Get to the Good Stuff

You and your little one have canned jam to give as holiday gifts. You've used your Mac to create a gift label, and all that's left to do is placing your child's smiling face into it. You've already scanned your most angelic picture of him, but the photo is of a summery scene that just doesn't suit December's jam jars.

No problem. Using the Layer Mask feature in Adobe Photoshop 5.0 and above and Photoshop LE (800/833-6687, http://www.adobe.com ), you can digitally cut your cutie out of that background with greater accuracy than any pair of scissors affords.

Understanding the Layer Mask feature is easy when you think about its name. Before you paint a wall, you generally mask the baseboards with tape or paper. Layer Mask similarly obscures some parts of an image, but instead of covering them, Layer Mask makes those parts invisible. And because the image still exists behind the mask, you can easily restore portions of it if you cut out too much.

Once you mask the background, your perfectly silhouetted subject fits into your label, and your work of art is ready to print for the gift basket.

GENEVIEVE MARGHERIO ( gm@genevieve.net ) is partial to masks, both as a designer at Chicago's interactive agency Generator ( www.generator.net ) and as someone born on Halloween.

1. Prepare to Mask   Before you begin surgery to remove the background from your photo, place the scanned image on a new layer above the label you've created in Photoshop.

In Photoshop, open both the image you've scanned and the label you've created. Within the scanned document, select the Marquee tool from the Tools palette (or press M) and drag the mouse to create a box around the part of the photo you want to keep. In my example, I'm concentrating on the head and shoulders of a boy I'll call Cousin Max.

         

Switch to the Move tool (press V) and drag your selection onto the label document A . Photoshop will automatically create a new layer to accommodate the selection B .

Make sure you've selected the new layer, and then use the Move tool to position the selection over the label C .

Now you're ready to mask the portion of the photo that you don't want to appear--in this case, everything except Max's head and shoulders.

2. Create a Loose Outline   Before you do any intricate cutting, rough in the outline you'll want around your subject.

Choose the Lasso tool from the Tools palette (or press L), and click and drag to draw a loose outline around your subject A . Next, click on the Add Layer Mask button at the bottom of the Layers palette B .

The part of the photo that wasn't selected disappears C , and a black-and-white icon indicating the presence of a layer mask appears in the Layers palette D , next to the icon of the photograph. Though it looks as if you've erased part of your photograph, nothing has actually been deleted--it's only hidden behind the mask.

3. Zoom In   To accurately trim a complicated shape (such as Max) out of a busy background, you'll need to pay attention. Focus on detail by looking very closely at your image before you cut.

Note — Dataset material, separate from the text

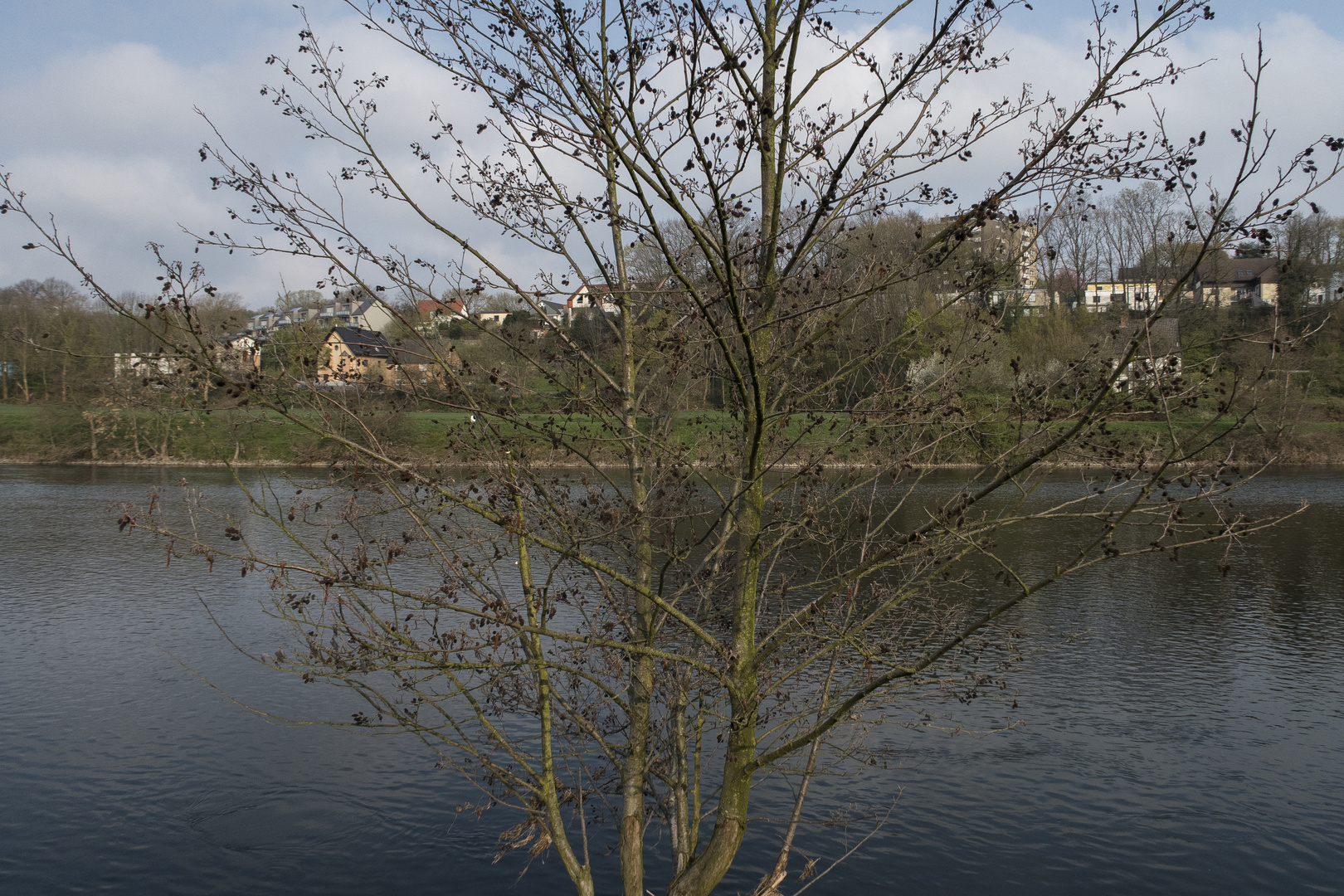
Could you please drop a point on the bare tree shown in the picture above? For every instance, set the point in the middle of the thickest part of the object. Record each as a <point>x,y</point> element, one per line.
<point>745,587</point>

Select the Zoom tool (press Z) and drag a box around a small portion of the photograph to enlarge it A . If you've sufficiently zoomed in on your photo, you should be able to see individual pixels--the tiny colored squares that make up images on a screen.

This makes it easier to determine where your subject ends and the background begins. Here I can see which pixels make up Max's hair and which make up the fence pole behind him B .

As you draw around your subject in the next step, you'll zoom in and out to gauge which bits of the photo to keep and which to mask. To zoom out, hold down the option key and click on your image with the Zoom tool.

TIP: To zoom in, press command-plus (+); to zoom out, command-minus (-).

4. Cut It Out   The Layer Mask is in place, you've zoomed in, and it's time to pick up your Lasso tool to perfect the outline of your subject.

Select the Polygon Lasso tool (shift-L). In the Polygon Lasso Options window (Window: Show Options), select Anti-aliased to cut with a smooth edge A .

The Polygon Lasso tool lets you define precise points in your outline by clicking on them. (The regular Lasso tool relies on the less-exact movements of the mouse.)

Press D to set the Tool palette color swatches to default values. Then, using the Polygon Lasso tool, draw around the part of the photo you want to hide B . Press the delete key to add your selection to the layer mask and make it invisible C .

If you mask too much of your image D , you can restore a portion to visibility by selecting it with the Polygon Lasso tool and then pressing option-delete E .

When you've finished refining your mask, choose Save A Copy from the File menu and choose the TIFF format. This will collapse your layers into one and save the combined image while preserving your layered version. Now you're ready to print.